The dreadful conditions which trafficked children work in and their contact with dangerous machinery and materials, as well as the harsh discipline meted out to them, do not simply harm their health. It also subjects them to severe psychological trauma. Separation from their families, the coercion involved in all trafficking, made worse by sexual abuse of child domestics, street children and prostitutes, makes them prone to depression. For many of these victims, this torment paves the way to a life of crime or drug addiction.

The price of exploitation

In the Camerounian town of Bamenda, you can see notices in the street asking for child workers between six and 14. These are posted by clandestine middlemen who recruit the youngsters for cocoa or cotton plantations, where they will be paid just $14 a month.
In Abidjan (Côte d’Ivoire), employment agencies contract children to work in mines for $10 a month. They also find girls to send to Europe or the United States to work as maids for $25 a month, many of whom end up in child prostitution rackets.
With their miserable wages, these children are a pool of virtually free labour. The story is pretty much the same all over West and Central Africa. Trafficking in children for use as cheap labour in conditions of near-slavery has increased there in recent years, as an ILO investigation team found when it visited nine countries in the region.

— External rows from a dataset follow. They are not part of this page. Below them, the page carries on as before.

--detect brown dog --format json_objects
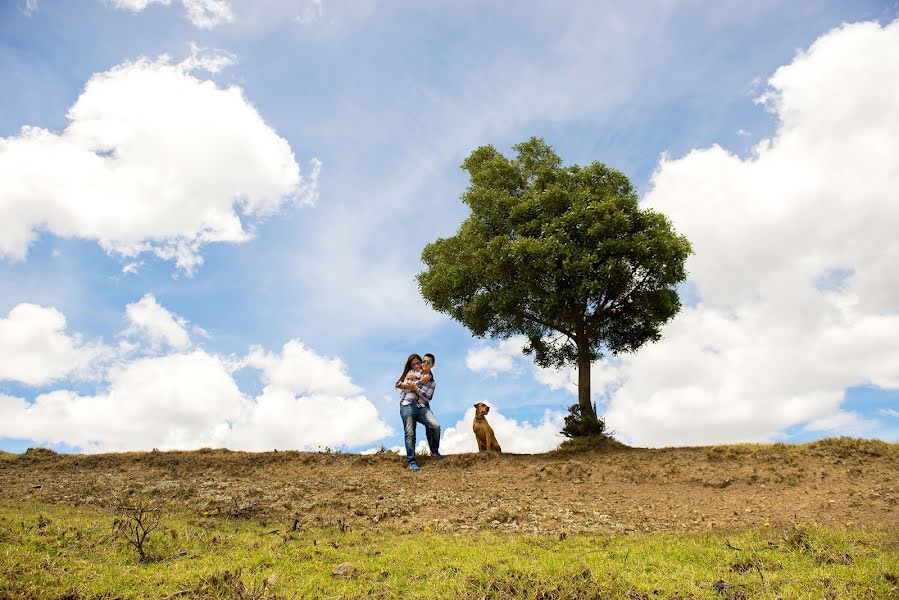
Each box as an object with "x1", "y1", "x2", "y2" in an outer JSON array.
[{"x1": 473, "y1": 402, "x2": 502, "y2": 452}]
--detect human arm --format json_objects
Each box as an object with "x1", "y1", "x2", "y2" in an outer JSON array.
[
  {"x1": 415, "y1": 378, "x2": 436, "y2": 403},
  {"x1": 398, "y1": 370, "x2": 423, "y2": 390},
  {"x1": 396, "y1": 372, "x2": 411, "y2": 390}
]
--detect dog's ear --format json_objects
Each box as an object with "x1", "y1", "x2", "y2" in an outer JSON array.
[{"x1": 473, "y1": 403, "x2": 479, "y2": 408}]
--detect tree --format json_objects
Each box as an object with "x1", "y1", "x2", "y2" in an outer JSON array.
[{"x1": 417, "y1": 138, "x2": 691, "y2": 435}]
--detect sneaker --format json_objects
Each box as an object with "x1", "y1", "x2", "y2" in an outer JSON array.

The IPEC studies have traced trafficking routes and identified some countries as mainly suppliers (Burkina Faso, Ghana, Mali and Togo), while some (Côte d’Ivoire and Gabon) tend to be mainly receivers. Others (Benin and Nigeria) are both. Nigeria seems to be particularly affected by the phenomenon: 1,178 women and children are reported to have been trafficked between March 1999 and December 2000.
Most of the children are sold by their parents for between $14 and $40 each. Some of the agents say they manage to find work for as many as 150 children a year.
One Nigerian network makes between $10,000 and $12,000 for smuggling a child into New York, U.S. immigration officials say.
The system is the same in Asia and Latin America, two other continents described by international human rights organizations as “major suppliers” of child slaves. The total value of this worldwide trade in children is hard to estimate. But experts say it is one of the most profitable forms of organized transnational crime after drugs, illegal gambling and prostitution.